One of the few strong attractions of independence for me is the chance to backpedal on our island’s collective delusions of grandeur and to better reflect Scottish thinking in our policies – that we don’t rule the world with either a carrot or a stick. I did a calculation in a recent blog post that if the UK reduced spending on defence to Scandinavian levels, putting confidence in the UN/Nato, then we would save £24.4bn a year. Scotland’s share of that saving would presumably be around £2.4bn each year.

So I was initially dismayed by the SNP’s reaction to the closure of Leuchars and Kinloss as air bases. We pay too much for Defence relative to other nations of our size and we can’t have it both ways, we can’t seek to save money from no longer being the world’s policeman while protesting about cuts in Defence. Maybe this ‘grudge and grievance’ charge against the SNP stacks up after all.

However, that dismay lifted when I read Jennifer Dempsie’s excellent piece in the Scotland on Sunday. Jennifer makes a compelling argument in favour of a Scottish Army in light of the disproportionate level of cuts and under-spend that Scotland has suffered via the Defence Budget in the past decade.

If people are blinkered to make comparisons between Scotland and England when there’s a whole wide world out there then I for one am equally guilty in regularly citing Scandinavian countries as the perfect place for Scotland to copy, though recent events alone show that they are not insulated from the most unimaginable of horrors. On defence spending however I do believe that they have the right balance in terms of GDP spend and how safe the citizens seem to feel, particularly given how likely (or not likely) an attack on the peaceful Scandinavians would be. Would Scotland be as at risk of a repeat of the Glasgow Airport attacks if it was visibly moving away from the imperialist Britannia of old? We can’t know for sure but there are further benefits that would accrue from such a move.

The UK spends 2.7% of GDP on defence while Sweden spends 1.2%, Norway 1.6% and Denmark 1.4%. Jennifer stated in her article that “the Royal Norwegian Air Force operates more than 117 aircraft from seven airbases, the Royal Danish Air Force, which operates more than 111 aircraft from three airbases, and the Royal Swedish Air Force, which operates more than 187 aircraft from seven airbases.”

Scotland paid too high a price for forays into Iraq and Afghanistan without a sizeable Allied force and Scotland still pays too high a price for holding nuclear weapons in our waters. The numbers above prove beyond reasonable doubt that we can operate more than one measly air base in an independent Scotland if we rearranged our priorities away from playing the world like a board game, away from army boys wanting ever shinier toys, to a more peaceable, Scandinavian model where we involve ourselves in foreign missions in lower numbers and with a broader European/global consensus as to when action is necessary, while still maintaining a strong proud record of air defence and knowledge.

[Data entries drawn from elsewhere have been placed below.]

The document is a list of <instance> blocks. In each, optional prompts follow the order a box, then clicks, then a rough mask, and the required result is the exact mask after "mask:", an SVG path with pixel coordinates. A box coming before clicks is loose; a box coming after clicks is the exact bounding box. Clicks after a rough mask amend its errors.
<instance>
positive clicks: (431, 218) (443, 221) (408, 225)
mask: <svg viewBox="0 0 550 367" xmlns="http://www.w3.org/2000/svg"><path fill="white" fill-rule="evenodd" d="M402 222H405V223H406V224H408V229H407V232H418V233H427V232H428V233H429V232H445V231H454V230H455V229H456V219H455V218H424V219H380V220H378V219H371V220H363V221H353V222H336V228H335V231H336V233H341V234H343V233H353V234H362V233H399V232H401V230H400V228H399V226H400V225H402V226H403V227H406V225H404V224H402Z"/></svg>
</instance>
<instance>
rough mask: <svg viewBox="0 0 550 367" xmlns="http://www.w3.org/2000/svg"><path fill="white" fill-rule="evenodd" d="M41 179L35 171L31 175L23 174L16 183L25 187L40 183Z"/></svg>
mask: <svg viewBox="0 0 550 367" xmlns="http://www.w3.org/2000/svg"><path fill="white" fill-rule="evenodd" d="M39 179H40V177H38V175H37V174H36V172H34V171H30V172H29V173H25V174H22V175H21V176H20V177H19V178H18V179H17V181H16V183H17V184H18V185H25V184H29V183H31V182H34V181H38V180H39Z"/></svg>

Based on a Scandinavian model, a Scottish defence budget would be less than the Scottish share of a UK budget and consequently would provide hundreds of millions of change leftover after keeping Leuchars and Kinloss as the air bases that the local community wants them to be.

With the debate around independence bizarrely focussing on Britishness in recent weeks, leading to Pete Wishart’s welcome rebuttal on Better Nation the other day, I can only hope that the public doesn’t lose sight of the facts and figures that shows what the pros and cons of a separate Scotland actually are.